Homebuilders were one of the worst performing sectors last year as the subprime mortgage crisis caused house prices to fall and led builders to post massive losses.

But, together with fellow laggards like financial companies and retailers, homebuilders have enjoyed a rally in recent weeks. After hitting a low on January 9, the sector index has soared more than 50 per cent, though it remains more than 60 per cent below a high set in July 2005.

Financial companies may come under pressure today after Oppenheimer & Co analyst Meredith Whitney cut her rating on Goldman Sachs from "outperform" to "perform" on valuation concerns. Ms Whitney said Goldman would "suffer from its own success" as it faces tough earnings comparisons this year after successfully avoiding the worst of the subprime mortgage crisis in 2007. Goldman shares fell 1.4 per cent to $198 in pre-market trading and have fallen 6.6 per cent this year.

Earnings news was led by News Corp which said after the closing bell on Monday that fourth quarter profit increased 1.2 per cent from $822 to $832m as higher advertising sales offset weakness in its film business. The stock rose 5.2 per cent in pre-market trade.

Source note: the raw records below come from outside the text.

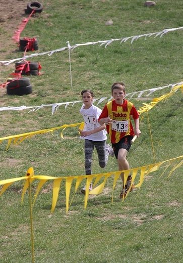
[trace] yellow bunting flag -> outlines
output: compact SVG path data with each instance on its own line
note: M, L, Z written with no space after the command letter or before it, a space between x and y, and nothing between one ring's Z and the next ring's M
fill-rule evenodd
M6 191L6 190L11 186L15 182L18 181L25 180L25 183L23 187L23 190L22 195L22 203L23 203L24 197L26 193L26 191L30 185L33 181L35 180L40 180L38 185L36 193L35 196L34 204L37 195L45 183L49 180L53 181L53 190L52 190L52 201L51 212L52 212L55 208L56 203L58 201L58 193L60 189L61 182L65 182L66 196L66 212L69 210L69 206L71 205L72 201L73 200L74 196L76 192L78 187L80 186L82 181L86 180L86 194L84 201L84 209L86 209L87 205L87 201L89 195L98 195L101 194L103 190L105 184L109 178L113 177L113 186L112 186L112 202L113 201L113 191L117 181L120 176L121 172L125 172L125 182L127 180L129 172L132 172L132 177L134 182L135 187L139 188L139 191L140 187L143 183L145 178L150 173L157 171L163 164L164 164L165 168L162 172L164 173L165 171L167 169L167 167L173 167L167 174L167 177L170 176L172 173L177 168L179 167L183 164L183 155L178 157L163 161L156 164L150 164L144 166L142 166L130 170L126 170L124 171L117 171L110 172L105 173L99 173L85 176L78 176L68 177L53 177L48 176L34 175L34 170L32 167L30 167L27 171L26 176L23 177L18 177L17 178L13 178L11 179L7 179L0 181L0 186L3 186L0 192L0 196ZM94 180L93 186L94 188L89 191L89 186L92 181ZM137 180L137 183L135 181ZM98 185L97 185L99 183ZM69 199L70 197L71 189L72 185L75 184L75 190L74 196L72 197L72 201L69 205ZM127 197L128 193L130 191L130 189L128 190L126 198ZM124 200L124 199L123 199Z

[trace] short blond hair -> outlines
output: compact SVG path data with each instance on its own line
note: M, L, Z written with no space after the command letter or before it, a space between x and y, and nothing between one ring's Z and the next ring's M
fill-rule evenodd
M123 91L124 93L125 92L125 84L123 82L114 82L112 84L111 86L112 94L114 89L118 89L120 91Z

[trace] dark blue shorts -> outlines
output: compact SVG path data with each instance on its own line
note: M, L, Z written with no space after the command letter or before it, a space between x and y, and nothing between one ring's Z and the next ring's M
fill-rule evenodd
M118 152L119 149L125 149L128 151L132 145L132 140L133 136L128 135L125 136L117 143L112 143L112 149L114 150L115 158L117 159Z

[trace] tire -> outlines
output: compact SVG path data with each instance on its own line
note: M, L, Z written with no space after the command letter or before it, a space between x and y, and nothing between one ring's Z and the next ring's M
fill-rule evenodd
M43 7L41 4L39 2L30 2L27 5L27 12L31 14L34 9L35 13L41 13Z
M25 8L25 9L24 9L24 11L25 11L25 13L26 14L29 14L29 11L27 10L27 8ZM31 12L31 13L32 13L32 12Z
M25 46L19 46L19 51L25 51Z
M26 62L25 61L21 61L21 62L16 62L15 63L15 68L18 70L18 68L19 66L23 65L24 64L29 65L30 70L34 70L34 69L38 69L39 68L39 63L38 62L30 62L29 63Z
M8 95L27 95L32 93L32 85L28 85L26 86L19 87L10 87L7 86L7 94Z
M14 80L12 81L12 80ZM8 87L21 87L28 86L30 84L30 78L28 77L21 77L19 79L16 78L9 79L7 82L11 81L9 84L7 84Z

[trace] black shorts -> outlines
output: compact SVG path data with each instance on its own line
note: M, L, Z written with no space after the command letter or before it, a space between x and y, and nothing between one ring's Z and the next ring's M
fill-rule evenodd
M128 135L123 137L118 143L112 143L112 149L114 150L115 158L117 159L118 152L119 149L125 149L129 152L132 145L132 140L133 136Z

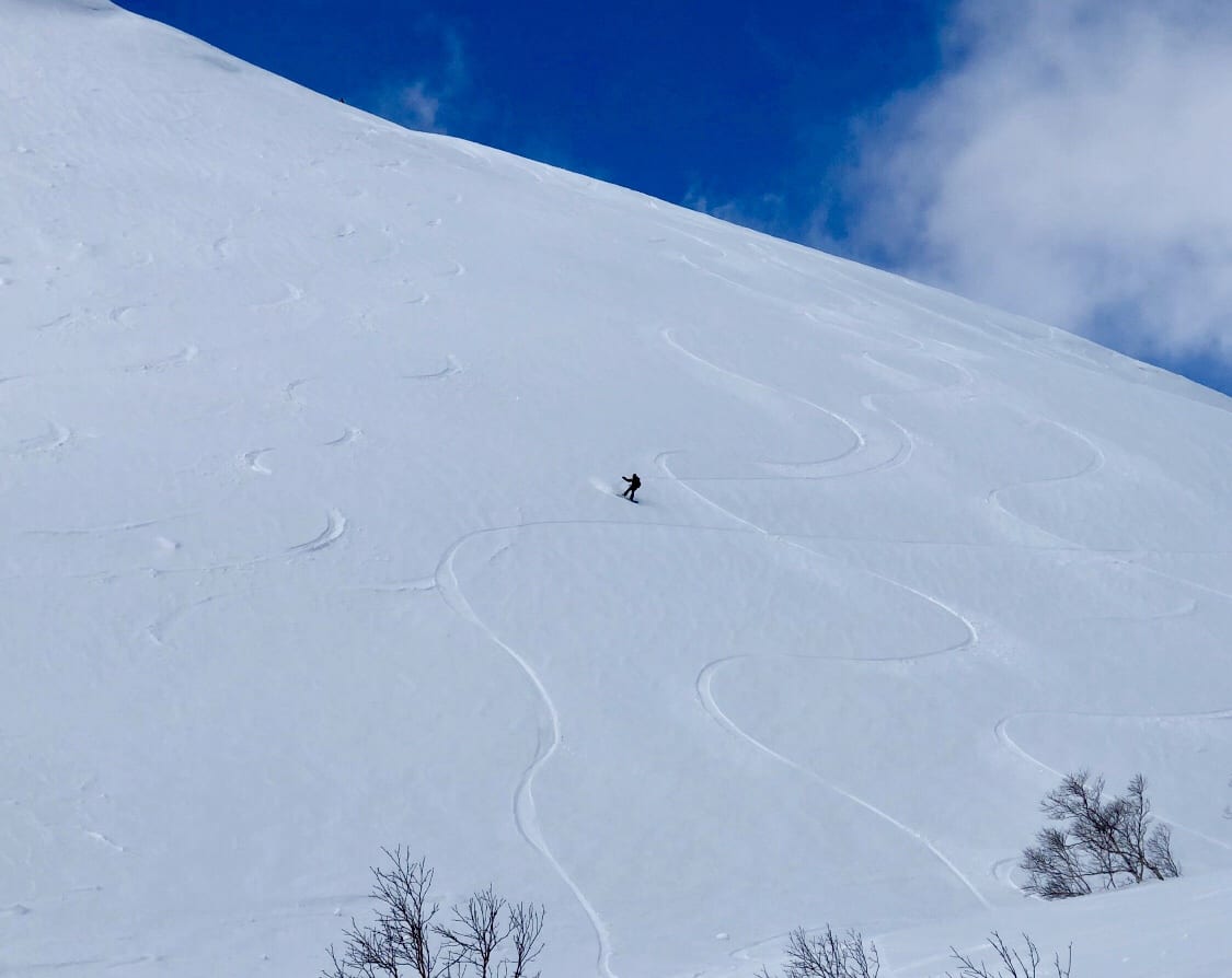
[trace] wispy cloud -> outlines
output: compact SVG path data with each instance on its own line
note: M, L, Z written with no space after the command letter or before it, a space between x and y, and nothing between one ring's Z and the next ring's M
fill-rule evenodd
M1232 360L1232 9L966 0L865 133L853 244L1138 352Z
M410 81L387 85L376 97L375 111L410 129L448 133L458 105L467 97L471 76L461 36L450 27L429 25L425 34L435 48Z

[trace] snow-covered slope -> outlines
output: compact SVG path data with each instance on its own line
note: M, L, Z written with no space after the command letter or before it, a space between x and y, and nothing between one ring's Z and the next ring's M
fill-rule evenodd
M2 973L312 974L397 844L546 976L1232 968L1232 402L105 0L0 181ZM1021 896L1080 765L1186 880Z

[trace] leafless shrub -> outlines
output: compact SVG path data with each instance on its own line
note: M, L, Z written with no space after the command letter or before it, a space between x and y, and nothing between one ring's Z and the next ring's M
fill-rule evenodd
M954 955L954 960L958 962L958 971L946 972L946 978L1044 978L1040 976L1040 950L1035 946L1026 934L1023 935L1023 940L1026 941L1026 957L1018 948L1010 947L1002 939L1000 934L995 930L988 935L988 942L993 946L993 951L997 952L997 957L1000 958L1000 966L995 966L998 969L995 972L988 971L988 966L981 961L976 964L970 955L961 953L957 948L951 947L950 953ZM1066 962L1061 963L1061 953L1056 953L1052 957L1052 969L1056 978L1069 978L1069 968L1073 966L1074 946L1069 945L1066 951Z
M1104 779L1089 771L1066 775L1040 807L1061 828L1044 828L1023 850L1024 889L1045 899L1080 897L1148 878L1180 876L1172 833L1153 824L1146 779L1135 775L1126 793L1104 798Z
M881 972L877 945L869 941L865 947L859 931L838 935L829 924L825 932L816 937L809 937L803 928L793 930L786 955L784 978L877 978ZM765 968L761 978L770 978Z
M437 923L432 870L400 846L384 854L389 867L372 870L376 923L351 920L322 978L538 978L530 968L543 950L542 907L509 903L488 887Z

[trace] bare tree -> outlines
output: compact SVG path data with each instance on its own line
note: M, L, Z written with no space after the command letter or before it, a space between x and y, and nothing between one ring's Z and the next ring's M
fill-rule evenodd
M988 971L988 966L981 961L976 964L971 960L971 955L965 955L957 948L951 947L950 953L954 960L958 962L957 974L952 972L946 972L946 978L1044 978L1039 973L1040 968L1040 948L1035 946L1035 941L1030 939L1026 934L1023 935L1023 940L1026 941L1026 957L1015 948L1010 947L1002 939L1000 934L995 930L988 935L988 942L993 946L993 951L997 952L997 957L1000 958L1000 967L995 973ZM1069 978L1069 968L1073 966L1074 946L1069 945L1066 952L1066 963L1061 963L1061 953L1056 953L1052 957L1052 968L1057 978ZM994 966L995 967L995 966Z
M389 867L372 870L376 923L351 920L322 978L538 978L530 967L543 950L542 907L511 904L489 886L451 908L452 925L439 924L432 870L400 846L383 851Z
M786 947L785 978L877 978L881 958L877 945L856 930L838 935L830 925L825 932L809 937L803 928L793 930ZM760 978L770 978L763 968Z
M1125 795L1105 800L1104 779L1089 771L1066 775L1040 803L1061 828L1044 828L1023 850L1024 889L1045 899L1080 897L1095 887L1116 889L1148 878L1180 876L1172 855L1172 832L1154 824L1137 774Z

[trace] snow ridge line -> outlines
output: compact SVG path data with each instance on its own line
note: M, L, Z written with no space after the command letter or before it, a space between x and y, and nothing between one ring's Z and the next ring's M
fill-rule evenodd
M538 694L538 698L547 711L551 741L545 748L543 731L541 728L535 745L535 759L530 763L526 770L522 771L522 776L519 779L517 787L514 791L514 823L517 827L519 834L521 834L527 844L543 856L548 865L556 870L557 876L559 876L564 885L569 887L583 912L590 919L590 926L594 929L595 937L599 942L599 950L595 958L596 973L601 976L601 978L616 978L611 969L612 947L607 925L599 916L594 905L586 898L586 894L582 892L578 883L573 880L564 866L561 865L561 861L556 857L556 855L553 855L552 849L543 838L543 832L538 823L538 814L535 808L535 775L537 775L540 769L542 769L548 760L552 759L552 755L561 745L561 715L557 712L556 704L552 701L552 696L543 685L543 680L540 679L538 673L535 672L530 662L527 662L526 658L517 652L517 650L496 635L496 632L485 625L479 615L476 614L474 608L472 608L471 603L466 599L466 594L458 583L457 573L453 570L455 556L458 550L461 550L462 546L471 540L487 534L508 533L516 529L520 528L500 527L467 534L461 540L455 543L448 551L446 551L445 556L436 567L434 579L436 582L436 589L441 593L445 603L457 615L466 619L479 631L487 635L494 645L504 650L504 652L508 653L515 663L517 663L519 668L521 668L521 670L526 674L526 678L530 679L531 685L535 688L535 691Z
M740 738L740 739L750 743L758 750L760 750L761 753L764 753L764 754L774 758L780 764L785 764L786 766L791 768L793 771L797 771L797 773L804 775L804 777L807 777L807 779L809 779L812 781L817 781L823 787L829 789L830 791L835 792L837 795L841 795L848 801L855 802L861 808L865 808L866 811L871 812L872 814L875 814L877 818L882 819L883 822L888 822L891 825L893 825L899 832L903 832L907 835L912 837L915 841L918 841L920 845L923 845L925 849L928 849L929 853L931 853L955 876L955 878L957 878L958 882L961 882L971 892L971 894L979 902L979 904L982 907L984 907L987 909L992 909L992 904L984 898L984 896L979 892L979 889L976 888L976 885L971 882L971 880L967 877L967 875L965 872L962 872L962 870L960 870L950 860L950 857L945 855L945 853L942 853L940 849L938 849L931 843L931 840L929 840L929 838L926 835L924 835L924 833L918 832L917 829L913 829L910 825L908 825L908 824L906 824L903 822L899 822L892 814L890 814L888 812L886 812L882 808L878 808L872 802L865 801L859 795L855 795L854 792L848 791L845 787L841 787L840 785L837 785L833 781L829 781L829 780L822 777L819 774L817 774L817 771L812 770L811 768L806 768L804 765L800 764L798 761L792 760L786 754L780 754L772 747L769 747L768 744L764 744L756 737L754 737L753 734L748 733L738 723L736 723L729 716L727 716L727 714L723 712L722 707L715 700L715 694L713 694L713 690L711 689L711 685L712 685L713 678L715 678L715 673L719 668L722 668L723 666L726 666L726 664L728 664L731 662L734 662L737 659L742 659L742 658L747 658L747 657L745 656L729 656L727 658L716 659L715 662L707 663L705 667L702 667L702 670L700 673L697 673L697 679L696 679L696 682L694 684L694 688L697 691L697 699L701 701L702 709L711 716L711 718L715 720L715 722L717 722L721 727L723 727L728 733L731 733L731 734L733 734L733 736L736 736L736 737L738 737L738 738Z

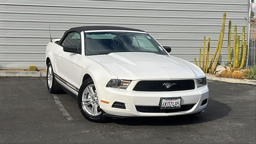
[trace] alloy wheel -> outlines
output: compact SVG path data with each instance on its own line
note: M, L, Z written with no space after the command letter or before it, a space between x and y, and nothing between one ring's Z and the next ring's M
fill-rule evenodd
M48 67L47 70L47 82L49 88L52 88L52 66L50 66Z
M94 84L88 86L84 90L82 96L83 109L92 116L101 114L97 92Z

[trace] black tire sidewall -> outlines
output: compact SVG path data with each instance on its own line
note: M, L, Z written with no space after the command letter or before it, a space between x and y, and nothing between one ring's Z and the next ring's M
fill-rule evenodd
M88 85L94 84L93 81L91 78L89 78L84 81L79 89L78 95L78 104L80 112L83 116L88 120L95 122L102 122L106 118L106 116L103 115L104 111L101 110L101 114L98 116L93 116L88 114L86 111L84 110L82 103L82 97L84 91L86 87Z
M49 85L48 84L48 71L49 70L49 67L50 66L52 66L52 87L50 88L49 88ZM47 65L47 70L46 71L46 83L47 83L47 88L48 89L48 91L51 93L53 92L52 88L54 86L54 82L55 82L55 78L54 77L54 75L53 73L53 69L52 68L52 64L51 63L51 62L49 62L49 63L48 63L48 64Z

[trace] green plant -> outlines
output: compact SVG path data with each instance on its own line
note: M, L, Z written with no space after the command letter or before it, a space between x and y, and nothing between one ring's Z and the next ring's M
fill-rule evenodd
M228 66L231 68L231 56L230 54L230 47L231 43L231 20L229 20L228 23Z
M234 28L234 44L233 45L233 56L234 56L234 58L233 58L233 66L236 66L234 65L234 61L235 61L235 59L236 59L236 25L235 25L235 27Z
M215 60L215 62L214 63L214 64L213 65L213 67L212 68L212 71L214 71L215 70L215 68L216 68L216 66L217 66L218 62L219 59L220 58L220 55L221 49L222 47L222 44L223 43L223 37L224 36L224 31L225 30L225 22L226 21L226 12L224 12L223 14L223 17L222 18L222 26L221 28L221 30L220 30L220 39L219 40L220 41L220 44L218 48L218 55L217 56L217 58Z
M197 61L196 60L196 58L194 58L194 60L195 60L195 64L196 64L196 65L198 66L198 64L197 63Z
M243 26L242 29L242 47L241 48L241 57L239 61L239 66L240 68L242 68L244 67L244 60L245 59L245 54L246 53L246 44L245 43L245 26Z
M231 78L232 77L232 73L229 70L225 69L221 72L221 76L226 78Z
M201 54L201 48L199 49L199 68L201 68L201 56L202 55L202 54Z
M201 48L199 49L199 64L198 65L197 61L196 60L196 58L194 58L194 60L195 60L195 64L196 65L198 66L200 68L201 68L203 71L205 73L207 73L208 71L208 65L209 64L209 52L210 51L210 47L211 42L210 38L208 38L208 45L207 46L207 50L206 52L206 58L205 58L205 43L206 43L206 37L204 37L204 47L203 47L203 60L202 62L202 64L201 66Z
M232 71L234 71L236 70L241 70L241 68L240 68L240 67L238 66L234 66L232 68Z
M203 66L202 70L204 72L204 57L205 56L205 36L204 36L204 47L203 49Z
M209 64L209 51L210 50L210 39L208 39L208 46L207 50L206 51L206 37L204 37L204 45L202 50L202 50L201 48L199 49L199 67L205 73L211 73L215 70L217 65L218 64L220 53L222 47L223 43L223 38L224 36L224 32L225 30L225 23L226 21L226 13L223 13L222 17L222 22L220 33L219 36L219 39L218 44L215 48L214 53L212 56L212 60ZM233 62L233 65L231 63L231 29L232 29L232 22L231 20L229 20L228 23L228 66L230 68L232 66L239 66L240 68L242 68L244 64L244 61L245 60L245 54L246 53L246 42L245 42L245 26L243 26L242 29L242 48L241 51L241 56L239 59L239 47L240 47L240 36L237 35L237 26L236 25L234 26L234 58ZM205 57L206 52L206 58ZM202 61L201 62L202 54L203 54ZM196 64L198 65L196 59L195 58L195 63ZM226 61L226 59L225 59Z
M210 51L210 46L211 43L211 38L208 38L208 45L207 45L207 52L206 53L206 62L204 68L205 73L207 73L208 71L208 64L209 64L209 52Z
M232 77L233 77L233 78L235 79L243 79L242 73L239 70L235 70L233 72L233 73L232 73Z
M28 71L37 71L38 70L37 66L34 65L30 66L28 68Z

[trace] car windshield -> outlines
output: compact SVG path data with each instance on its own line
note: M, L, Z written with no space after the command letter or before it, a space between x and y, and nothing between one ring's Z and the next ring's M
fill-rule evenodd
M118 52L147 52L168 55L149 34L131 32L85 33L86 55Z

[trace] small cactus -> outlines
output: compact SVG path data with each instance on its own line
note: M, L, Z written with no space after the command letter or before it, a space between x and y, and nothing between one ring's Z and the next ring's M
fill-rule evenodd
M242 72L242 74L244 78L247 78L249 75L250 70L248 69L246 69Z
M234 67L233 67L233 68L232 69L232 70L233 70L233 71L236 71L236 70L241 70L241 68L240 68L240 67L238 66L235 66Z
M221 72L221 76L224 78L232 78L232 74L229 70L225 69Z
M30 66L28 68L28 71L37 71L37 66L34 65Z
M243 76L242 74L242 72L240 72L239 70L235 70L233 72L232 76L233 78L235 79L243 79Z

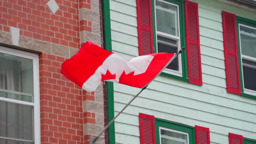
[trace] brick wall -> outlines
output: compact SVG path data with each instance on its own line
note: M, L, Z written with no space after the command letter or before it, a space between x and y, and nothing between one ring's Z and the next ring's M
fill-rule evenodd
M104 89L82 91L60 71L62 63L86 41L101 45L100 0L0 1L0 43L13 45L10 27L20 29L19 47L39 56L41 143L89 143L103 129ZM102 135L96 143L105 143Z

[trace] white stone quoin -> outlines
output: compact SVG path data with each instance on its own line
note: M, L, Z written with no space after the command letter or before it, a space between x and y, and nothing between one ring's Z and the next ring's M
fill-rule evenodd
M20 29L16 27L10 27L10 31L11 34L11 39L13 40L13 44L14 45L19 46Z
M55 0L50 0L46 5L48 6L49 9L51 10L51 13L54 14L55 14L60 8Z

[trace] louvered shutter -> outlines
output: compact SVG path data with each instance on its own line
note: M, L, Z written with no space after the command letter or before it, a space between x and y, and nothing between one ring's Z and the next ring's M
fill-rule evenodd
M185 19L189 82L202 85L198 4L185 1Z
M141 144L155 144L155 117L139 113Z
M210 144L210 129L200 126L195 126L196 144Z
M139 55L154 52L151 0L137 0Z
M229 144L243 144L242 135L229 133Z
M241 94L236 15L222 11L223 42L228 92Z

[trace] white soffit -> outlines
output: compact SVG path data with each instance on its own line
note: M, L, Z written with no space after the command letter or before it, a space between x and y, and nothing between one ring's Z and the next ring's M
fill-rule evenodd
M46 5L48 6L49 9L51 10L51 13L54 14L55 14L60 8L58 4L55 2L55 0L50 0Z
M10 27L11 39L14 45L19 46L19 40L20 39L20 29Z

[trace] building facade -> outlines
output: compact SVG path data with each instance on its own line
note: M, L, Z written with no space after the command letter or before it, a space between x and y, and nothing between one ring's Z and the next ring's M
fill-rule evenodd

Also reporting after the close on Monday, Yum! Brands, owner of the KFC, Taco Bell and Pizza Hut chains, said fourth quarter profit dipped from $234m to $232m causing the shares to drop 2.3 per cent in the pre-market.

NYSE Euronext, the exchange operator, more than tripled quarterly net income to $156m on record equity trading and new listings but the shares slipped 2.1 per cent in pre-market trading. Also reporting quarterly results was CME Group, parent of the world's largest derivatives exchange, which said earnings almost doubled to $201m from $103m the previous year.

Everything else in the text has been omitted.